Your connection request comes in as a tcp/ip packet, in packet header is the IP address source. The server does a reverse DNS lookup of that IP address to attempt to determine the hostname of the source. Using the DNS servers it's configured to use. This is not a valid way of "authorizing a source", it's good as a reference but the IP address is the important bit.

As the discussion states, it's not lying;

  • Its potentially just old data in the DNS servers.
  • Or there may be other agreements for what network you're using at that time, for service shared with the local ISPs. This may be done with smaller "mom and pop" ISPs.
  • Your IP address (aparently must not be being static) may change regularly, and your local ISP maybe just acquired the IP range.

This is a lot of speculation as to why, but using reverse DNS to determine legitimate source host domain name is not perfect. You should not consider it authoratative unless you own the domain name itself, the DNS server data is under your control, and/or up to date.

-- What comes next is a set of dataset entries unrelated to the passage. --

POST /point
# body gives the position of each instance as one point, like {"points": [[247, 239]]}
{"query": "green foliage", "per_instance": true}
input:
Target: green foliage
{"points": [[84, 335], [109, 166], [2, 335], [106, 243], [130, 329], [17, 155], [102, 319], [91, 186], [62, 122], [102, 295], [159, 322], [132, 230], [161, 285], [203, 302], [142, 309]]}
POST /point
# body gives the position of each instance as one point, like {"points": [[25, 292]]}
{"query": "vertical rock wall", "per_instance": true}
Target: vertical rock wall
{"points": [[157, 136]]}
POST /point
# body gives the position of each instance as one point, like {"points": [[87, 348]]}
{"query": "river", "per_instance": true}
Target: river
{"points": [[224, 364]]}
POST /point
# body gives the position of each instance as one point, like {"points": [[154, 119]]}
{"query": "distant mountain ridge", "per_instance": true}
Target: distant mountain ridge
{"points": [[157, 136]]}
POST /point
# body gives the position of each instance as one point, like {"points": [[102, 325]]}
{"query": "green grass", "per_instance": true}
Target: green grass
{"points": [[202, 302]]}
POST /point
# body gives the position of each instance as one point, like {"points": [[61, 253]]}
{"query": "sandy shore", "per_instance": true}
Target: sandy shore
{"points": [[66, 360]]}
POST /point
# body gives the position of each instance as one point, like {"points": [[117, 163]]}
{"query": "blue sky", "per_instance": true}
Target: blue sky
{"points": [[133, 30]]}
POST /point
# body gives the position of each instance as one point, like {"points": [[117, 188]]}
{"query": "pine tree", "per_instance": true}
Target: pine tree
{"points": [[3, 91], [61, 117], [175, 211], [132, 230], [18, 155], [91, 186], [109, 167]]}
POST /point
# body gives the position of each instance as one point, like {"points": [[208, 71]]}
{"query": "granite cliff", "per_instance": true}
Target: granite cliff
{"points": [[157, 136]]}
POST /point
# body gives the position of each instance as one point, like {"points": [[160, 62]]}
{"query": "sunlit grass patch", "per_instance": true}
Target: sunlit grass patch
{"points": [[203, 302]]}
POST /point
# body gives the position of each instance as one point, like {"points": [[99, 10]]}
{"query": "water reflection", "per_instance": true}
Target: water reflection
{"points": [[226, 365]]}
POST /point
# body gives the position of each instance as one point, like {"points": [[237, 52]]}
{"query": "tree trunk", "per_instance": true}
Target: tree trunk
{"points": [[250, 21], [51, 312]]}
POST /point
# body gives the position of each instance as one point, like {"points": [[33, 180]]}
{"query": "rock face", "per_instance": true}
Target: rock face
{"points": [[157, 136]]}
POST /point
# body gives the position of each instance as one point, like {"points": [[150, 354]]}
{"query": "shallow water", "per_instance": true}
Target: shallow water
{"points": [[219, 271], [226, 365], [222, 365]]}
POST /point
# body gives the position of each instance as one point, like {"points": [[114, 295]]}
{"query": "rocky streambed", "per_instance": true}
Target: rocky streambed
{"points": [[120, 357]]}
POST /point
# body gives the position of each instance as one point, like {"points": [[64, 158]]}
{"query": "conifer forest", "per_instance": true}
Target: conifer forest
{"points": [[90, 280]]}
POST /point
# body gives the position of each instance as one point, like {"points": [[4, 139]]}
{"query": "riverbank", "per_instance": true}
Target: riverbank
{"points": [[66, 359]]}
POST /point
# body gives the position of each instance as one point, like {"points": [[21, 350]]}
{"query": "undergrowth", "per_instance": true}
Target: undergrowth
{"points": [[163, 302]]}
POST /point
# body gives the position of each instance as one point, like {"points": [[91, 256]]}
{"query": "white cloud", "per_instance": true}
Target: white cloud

If you're so security concious (which is good!), you should record the local IP address you've got using a site like whatismyip.org (or you can even ask google "what is my ip") when you make a connection attempt. You can then verify that against the audit record of the connection attempt of the IP address directly, not the reverse DNS result. Keeping an audit log of the connection attempt from your (client) side, and a audit log record of the connection attempt from the server side.